His first book 'Men and Munitions' is a collection of short stories published in 1957, for which he was awarded the national literary prize BMKN of 1957-1958. His second collection of short stories is titled 'Sea Wind' (1958) followed by 'In The Middle of War' (1961) and 'Tales of the Revolution' (1965).

One of the short stories from his book 'Men and Munitions' entitled: 'Barbed Wire Fence' was made into a movie by Asrul Sani, but did not get wide circulation due to opposition from the PAPFIAS (Action committee with communist roots and ties to boycott films) and Lekra. He then reworked the story into a novel with the same title (1961), for which he was awarded the literary 'Yamin Prize'.

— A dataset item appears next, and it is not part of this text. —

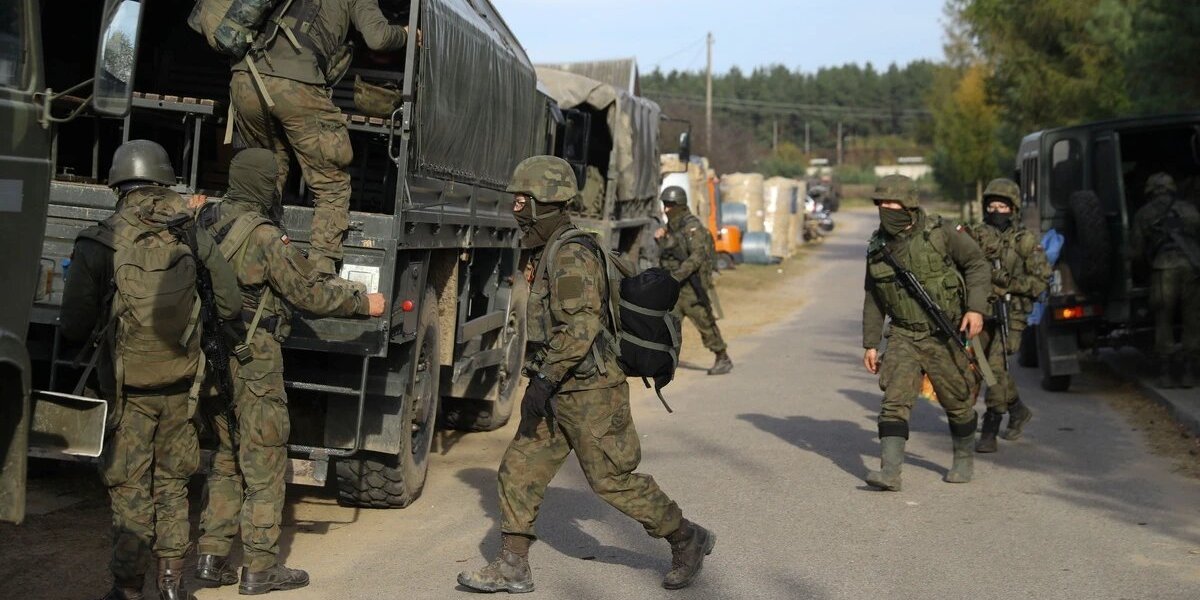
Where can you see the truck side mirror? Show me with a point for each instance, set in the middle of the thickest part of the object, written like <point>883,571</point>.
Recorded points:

He continued writing novels 'Biarkanlah Tjahaja Matahari Membersihkanku Dahulu' in 1966, 'Surat-Surat Cinta' (Love Letters) in 1968, 'Peristiwa-Peristiwa Ibukota Pendudukan' in 1970, 'Petualangan' (Adventurers) in 1981. An unfinished novel is named 'Ambarawa'.

Both the novels and short stories of his literary works occupy a unique place in Indonesian literature as he also wrote about the personal lives of the military outside of the revolution. In books such as 'Di Medan Perang' (In the Middle of War) he also shows the less than glorious aspects of the Indonesian revolution, when he describes atrocities such as the rape and murder of Indo-European women during the chaotic Bersiap period.

"Someone may claim that it's a bad story, bad and embarrassing. But if it's said without reason and arguments, then it may be ignored.", Trisnojuwono.